A comida estava excelente e o vinho, melhor ainda, então não custa repetir a recomendação: beba sempre com moderação.
Serviço
A Vinícola Guaspari fica na Rua Pedro Ferrari, número 300, no bairro Parque dos Lagos, em Espírito Santo do Pinhal. A propriedade realiza diferentes tipos de visita ao longo do ano. Confira a seguir:
Quando? Em junho, às sextas-feiras, sábados e domingos. Duração de aproximadamente 6h.
Quanto? R$ 868 por pessoa e inclui café da manhã, visita ao vinhedo, colheita, tour pela vinícola e almoço harmonizado.

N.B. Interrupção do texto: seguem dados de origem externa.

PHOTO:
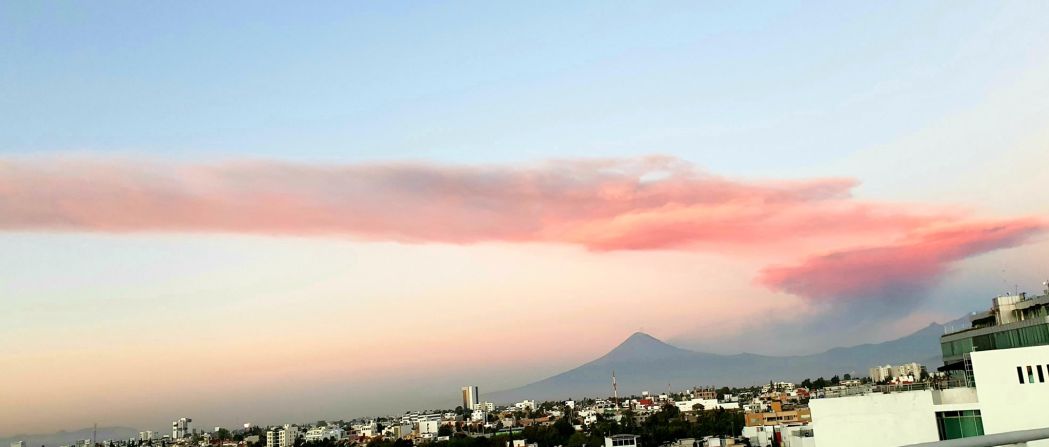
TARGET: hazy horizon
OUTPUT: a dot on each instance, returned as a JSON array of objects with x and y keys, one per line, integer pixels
[{"x": 242, "y": 213}]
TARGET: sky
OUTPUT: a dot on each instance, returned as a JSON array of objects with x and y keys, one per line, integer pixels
[{"x": 258, "y": 212}]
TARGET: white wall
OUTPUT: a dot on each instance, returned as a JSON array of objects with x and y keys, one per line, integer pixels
[
  {"x": 874, "y": 420},
  {"x": 1005, "y": 403}
]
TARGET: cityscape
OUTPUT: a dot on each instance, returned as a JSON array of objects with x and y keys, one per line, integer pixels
[{"x": 575, "y": 224}]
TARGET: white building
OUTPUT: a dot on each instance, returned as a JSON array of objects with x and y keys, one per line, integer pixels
[
  {"x": 880, "y": 374},
  {"x": 180, "y": 428},
  {"x": 622, "y": 441},
  {"x": 1001, "y": 387},
  {"x": 912, "y": 369},
  {"x": 321, "y": 433},
  {"x": 368, "y": 430},
  {"x": 283, "y": 437},
  {"x": 470, "y": 398},
  {"x": 525, "y": 405},
  {"x": 398, "y": 430},
  {"x": 429, "y": 427}
]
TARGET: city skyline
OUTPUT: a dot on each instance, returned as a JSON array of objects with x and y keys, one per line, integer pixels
[{"x": 283, "y": 213}]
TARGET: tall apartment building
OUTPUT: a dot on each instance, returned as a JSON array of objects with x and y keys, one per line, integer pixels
[
  {"x": 470, "y": 398},
  {"x": 913, "y": 369},
  {"x": 281, "y": 437},
  {"x": 880, "y": 374},
  {"x": 180, "y": 428},
  {"x": 998, "y": 382}
]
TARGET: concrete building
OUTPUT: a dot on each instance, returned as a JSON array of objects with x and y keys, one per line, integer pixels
[
  {"x": 180, "y": 428},
  {"x": 907, "y": 369},
  {"x": 321, "y": 433},
  {"x": 881, "y": 374},
  {"x": 622, "y": 441},
  {"x": 997, "y": 383},
  {"x": 526, "y": 405},
  {"x": 470, "y": 398},
  {"x": 429, "y": 428},
  {"x": 281, "y": 437},
  {"x": 778, "y": 416}
]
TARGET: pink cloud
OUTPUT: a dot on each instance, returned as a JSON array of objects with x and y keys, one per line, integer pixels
[
  {"x": 655, "y": 203},
  {"x": 906, "y": 267},
  {"x": 602, "y": 205}
]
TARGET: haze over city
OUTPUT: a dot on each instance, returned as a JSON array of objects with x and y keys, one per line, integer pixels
[{"x": 273, "y": 213}]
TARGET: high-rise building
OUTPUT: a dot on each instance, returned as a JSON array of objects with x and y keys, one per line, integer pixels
[
  {"x": 282, "y": 437},
  {"x": 469, "y": 397},
  {"x": 993, "y": 380},
  {"x": 881, "y": 374},
  {"x": 180, "y": 428}
]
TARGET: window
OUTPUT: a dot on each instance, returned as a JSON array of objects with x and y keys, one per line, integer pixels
[{"x": 954, "y": 425}]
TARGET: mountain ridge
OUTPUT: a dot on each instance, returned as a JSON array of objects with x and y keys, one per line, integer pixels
[{"x": 643, "y": 362}]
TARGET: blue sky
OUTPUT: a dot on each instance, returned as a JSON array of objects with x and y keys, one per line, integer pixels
[
  {"x": 930, "y": 107},
  {"x": 737, "y": 87}
]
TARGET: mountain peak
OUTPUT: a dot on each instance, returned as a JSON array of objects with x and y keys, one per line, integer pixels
[
  {"x": 642, "y": 337},
  {"x": 641, "y": 345}
]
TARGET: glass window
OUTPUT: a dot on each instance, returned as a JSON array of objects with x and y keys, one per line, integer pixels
[{"x": 959, "y": 424}]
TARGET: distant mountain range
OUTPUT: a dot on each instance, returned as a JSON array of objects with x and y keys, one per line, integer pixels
[
  {"x": 70, "y": 438},
  {"x": 645, "y": 363}
]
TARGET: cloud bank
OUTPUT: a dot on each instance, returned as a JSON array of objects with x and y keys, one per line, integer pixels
[{"x": 602, "y": 205}]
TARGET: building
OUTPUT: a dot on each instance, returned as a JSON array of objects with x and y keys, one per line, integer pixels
[
  {"x": 180, "y": 428},
  {"x": 526, "y": 405},
  {"x": 707, "y": 392},
  {"x": 905, "y": 373},
  {"x": 881, "y": 374},
  {"x": 321, "y": 433},
  {"x": 1012, "y": 321},
  {"x": 622, "y": 441},
  {"x": 470, "y": 398},
  {"x": 429, "y": 428},
  {"x": 281, "y": 437},
  {"x": 993, "y": 381},
  {"x": 778, "y": 416},
  {"x": 908, "y": 369}
]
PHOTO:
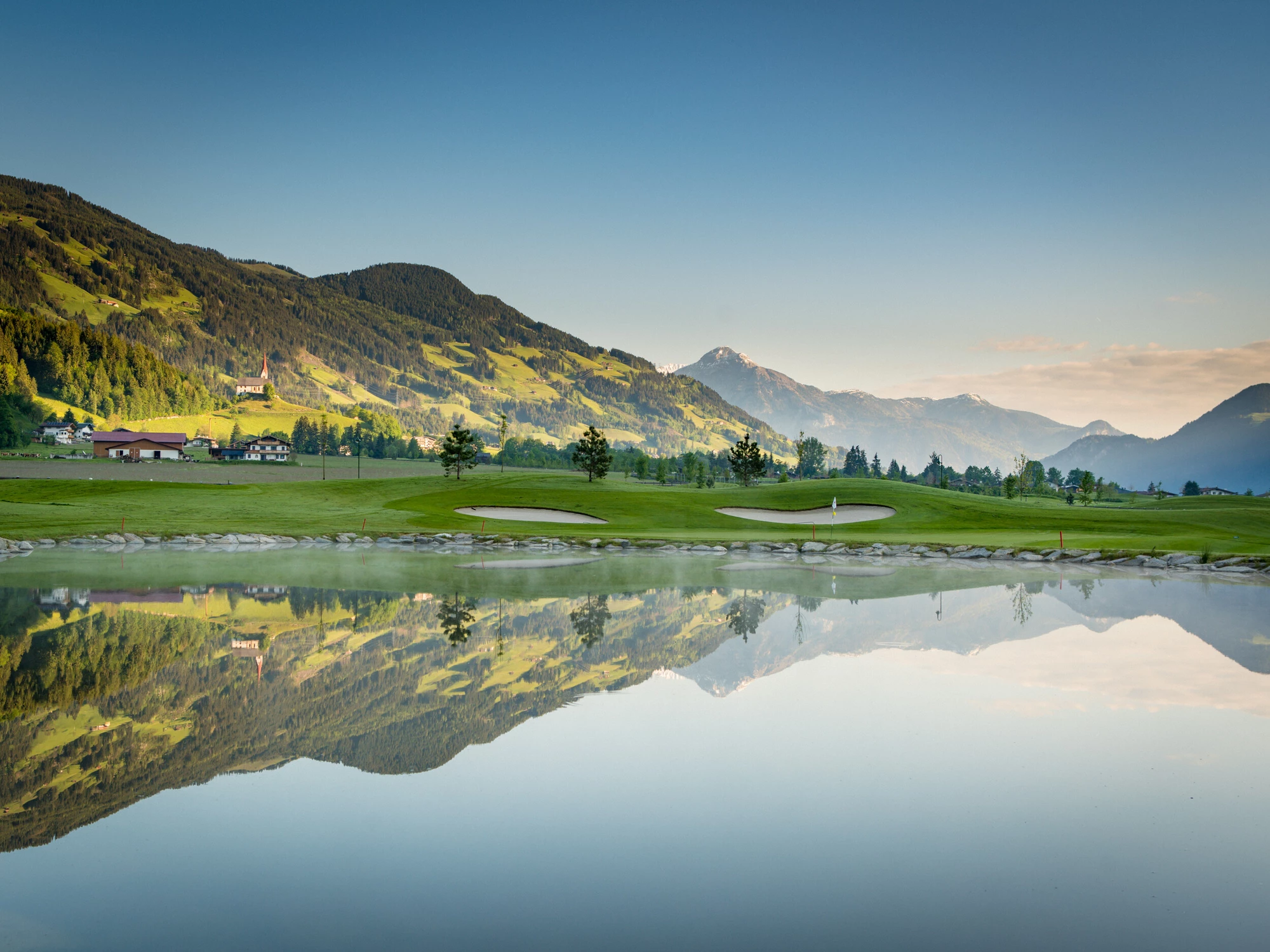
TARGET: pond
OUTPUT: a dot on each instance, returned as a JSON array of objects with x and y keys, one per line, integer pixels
[{"x": 355, "y": 750}]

Quando? Nos fins de semana de julho (dias 5, 6, 12, 13, 19, 20, 26 e 27). Duração de aproximadamente 6h.
Quanto? R$ 980 por pessoa e inclui café da manhã, visita ao vinhedo, colheita, tour pela vinícola e menu harmonizado.
Degustação Vista
Quando? Durante todo o ano, mas é preciso consultar a disponibilidade. Duração de cerca de 2h30.
Quanto? R$ 348 por pessoa e inclui café da manhã, visita ao vinhedo e à vinícola e degustação.
Quando? Durante todo o ano, às sextas-feiras, sábados e domingos, mas é preciso consultar a disponibilidade. Duração de 4h.
Quanto? R$ 598 por pessoa e inclui café especial, visita ao vinhedo e à vinícola e menu harmonizado em 5 tempos.
Experiência Seleção Guaspari Syrah
Quando? Durante todo o ano, às sextas-feiras, sábados e domingos, mas é preciso consultar a disponibilidade na agenda. Duração de 3h30.
Quanto? R$ 428 por pessoa e inclui café especial, visita ao vinhedo e à vinícola e degustação dos Syrahs acompanhados de finger foods.